Cinquanta: Puscifer, A Perfect Circle, et al.
2014 was a busy year for veteran rock frontman Maynard James Keenan. Not only did Tool embark on their first tour in four years, but Keenan also celebrated his 50th birthday with two sold out shows at the Greek. Dubbed “Cinquanta,” the event spanned his career with crossover performances from A Perfect Circle and multimedia experiment Puscifer (his two side projects), special guests, and a resurrected version of the ‘90s cult space-rock outfit Failure, whose reunion occured largely at Maynard’s request.
Paul McCartney at Dodger Stadium
He’s a Beatle. He brought Beatles songs to Dodger Stadium for the first time since 1966. It was perfect.

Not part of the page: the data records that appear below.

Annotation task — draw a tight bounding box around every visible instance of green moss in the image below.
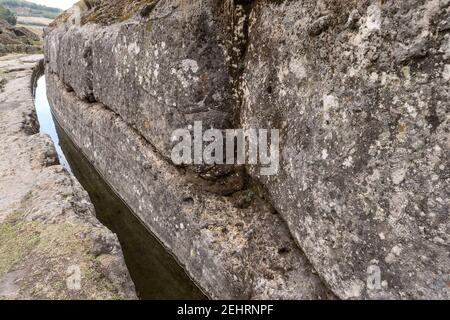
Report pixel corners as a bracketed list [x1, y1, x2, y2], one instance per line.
[0, 213, 39, 277]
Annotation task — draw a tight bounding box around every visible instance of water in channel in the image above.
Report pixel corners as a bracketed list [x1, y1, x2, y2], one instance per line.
[35, 76, 206, 300]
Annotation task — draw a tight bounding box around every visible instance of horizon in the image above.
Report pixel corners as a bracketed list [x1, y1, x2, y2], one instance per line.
[27, 0, 78, 10]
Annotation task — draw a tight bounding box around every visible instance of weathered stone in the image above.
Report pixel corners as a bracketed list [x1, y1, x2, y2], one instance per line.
[46, 0, 450, 299]
[0, 56, 136, 299]
[47, 72, 332, 299]
[46, 1, 235, 158]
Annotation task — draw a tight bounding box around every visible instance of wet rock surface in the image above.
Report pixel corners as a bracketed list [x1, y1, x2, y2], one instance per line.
[45, 0, 450, 299]
[0, 55, 136, 299]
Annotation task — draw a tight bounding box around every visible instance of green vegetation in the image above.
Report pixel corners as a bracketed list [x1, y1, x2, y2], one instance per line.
[0, 5, 17, 26]
[0, 0, 62, 19]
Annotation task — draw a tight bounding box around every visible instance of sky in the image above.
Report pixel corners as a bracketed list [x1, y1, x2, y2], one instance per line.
[27, 0, 78, 10]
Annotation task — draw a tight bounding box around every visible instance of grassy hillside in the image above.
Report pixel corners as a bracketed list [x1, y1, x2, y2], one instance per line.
[0, 0, 61, 20]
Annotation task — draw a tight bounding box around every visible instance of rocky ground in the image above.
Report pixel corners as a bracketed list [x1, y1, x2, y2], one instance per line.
[0, 55, 136, 299]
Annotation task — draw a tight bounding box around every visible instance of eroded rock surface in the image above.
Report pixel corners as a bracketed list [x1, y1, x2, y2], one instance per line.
[45, 0, 450, 299]
[46, 1, 333, 299]
[0, 55, 136, 299]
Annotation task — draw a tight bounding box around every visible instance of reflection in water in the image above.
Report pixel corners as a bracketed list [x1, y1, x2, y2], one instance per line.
[34, 76, 72, 173]
[36, 78, 205, 299]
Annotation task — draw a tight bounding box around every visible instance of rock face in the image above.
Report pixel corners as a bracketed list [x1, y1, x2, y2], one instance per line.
[241, 1, 450, 299]
[0, 19, 42, 56]
[45, 0, 450, 299]
[0, 55, 136, 299]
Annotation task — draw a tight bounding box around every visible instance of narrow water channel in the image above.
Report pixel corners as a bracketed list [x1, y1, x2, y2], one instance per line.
[35, 76, 206, 300]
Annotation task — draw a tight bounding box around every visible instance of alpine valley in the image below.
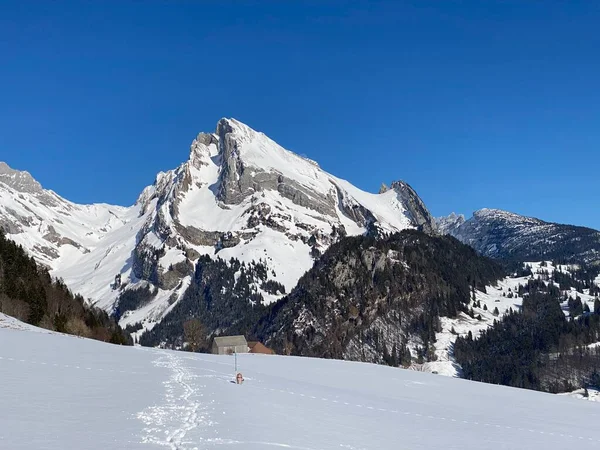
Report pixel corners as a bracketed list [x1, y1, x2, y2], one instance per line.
[0, 119, 600, 391]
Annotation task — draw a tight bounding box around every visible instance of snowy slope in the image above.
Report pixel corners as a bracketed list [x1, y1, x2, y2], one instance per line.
[420, 261, 595, 377]
[0, 320, 600, 450]
[436, 208, 600, 264]
[0, 119, 435, 329]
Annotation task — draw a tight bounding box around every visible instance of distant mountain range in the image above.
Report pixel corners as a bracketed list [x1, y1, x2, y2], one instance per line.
[436, 209, 600, 264]
[0, 119, 600, 372]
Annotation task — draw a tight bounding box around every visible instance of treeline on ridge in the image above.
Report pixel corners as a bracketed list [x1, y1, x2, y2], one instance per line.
[0, 228, 132, 344]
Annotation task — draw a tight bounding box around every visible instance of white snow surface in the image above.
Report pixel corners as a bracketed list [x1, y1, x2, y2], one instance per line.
[0, 316, 600, 450]
[0, 119, 422, 328]
[422, 261, 594, 377]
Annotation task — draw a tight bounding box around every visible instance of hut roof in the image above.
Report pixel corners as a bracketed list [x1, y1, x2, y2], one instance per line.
[215, 335, 248, 347]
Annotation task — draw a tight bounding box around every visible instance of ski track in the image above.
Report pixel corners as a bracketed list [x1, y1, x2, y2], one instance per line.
[137, 352, 214, 450]
[137, 352, 600, 450]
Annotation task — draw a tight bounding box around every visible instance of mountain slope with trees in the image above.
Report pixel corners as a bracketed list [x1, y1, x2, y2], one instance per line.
[0, 229, 131, 344]
[437, 209, 600, 264]
[256, 230, 503, 366]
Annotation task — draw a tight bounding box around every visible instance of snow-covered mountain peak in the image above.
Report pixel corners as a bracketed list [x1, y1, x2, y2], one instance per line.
[436, 212, 466, 234]
[0, 161, 42, 194]
[0, 119, 435, 327]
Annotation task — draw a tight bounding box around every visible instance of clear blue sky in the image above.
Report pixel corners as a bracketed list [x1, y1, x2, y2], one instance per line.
[0, 0, 600, 228]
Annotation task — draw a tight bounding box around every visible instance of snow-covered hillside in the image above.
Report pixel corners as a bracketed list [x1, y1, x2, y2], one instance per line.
[0, 119, 435, 328]
[0, 315, 600, 450]
[436, 208, 600, 263]
[422, 261, 595, 377]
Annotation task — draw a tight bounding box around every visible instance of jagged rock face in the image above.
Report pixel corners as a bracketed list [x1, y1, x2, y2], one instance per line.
[435, 213, 465, 234]
[392, 181, 436, 233]
[0, 119, 433, 332]
[438, 209, 600, 264]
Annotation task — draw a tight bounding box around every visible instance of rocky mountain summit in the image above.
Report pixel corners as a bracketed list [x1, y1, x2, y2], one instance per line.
[0, 119, 436, 327]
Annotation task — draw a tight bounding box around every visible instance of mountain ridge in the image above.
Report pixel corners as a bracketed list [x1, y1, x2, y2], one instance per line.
[436, 208, 600, 264]
[0, 119, 435, 328]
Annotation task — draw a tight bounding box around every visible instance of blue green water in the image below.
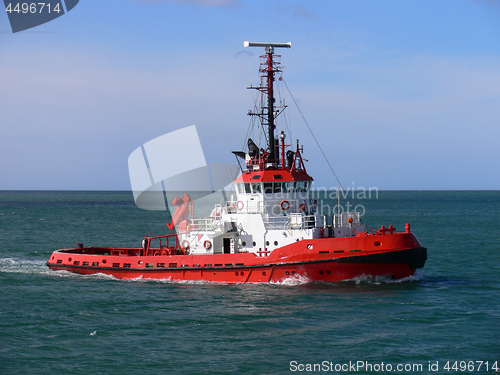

Karen O at Hollywood Forever Cemetery
When she stepped on stage at Hollywood Forever, Karen O of the Yeah Yeah Yeahs looked and sounded nothing like Karen O of the Yeah Yeah Yeahs. There was no smeared lipstick, no glittery capes, no signature shriek, just a woman in an evening gown sharing the raw, heartbreaking songs she described as “the soundtrack to what was an ever continuing love crusade” from 2006-2010. Yet it worked in a way that was so pure and honest we couldn’t help but be moved.
Slash at the Troubadour
Slash helped Guitar Center Hollywood celebrate its 50th birthday with a week of club gigs on the Sunset Strip. Slash tore through his formidable catalog of arena rock classics like “Paradise City” and “Used to be Mine” along with brand new material from his latest solo record, World on Fire. It was a return to the spot where he and his top hat became the stuff of rock legend.
Fleetwood Mac at the Forum
Fleetwood Mac hasn’t sounded this good since, well, 1997 — the last time Christine McVie rounded out the band. Their tour last year, which commemorated the 35th anniversary and deluxe reissue of their seminal album Rumours, was formidable, but the return of McVie to the complete Rumours-era lineup means more layered harmonies and the return of classic tracks that bear her songwriting credit: “Everywhere,” “Say You Love Me,” “You Make Loving Fun,” “Little Lies,” “Over My Head,” and the heartrending show-closer, “Songbird.”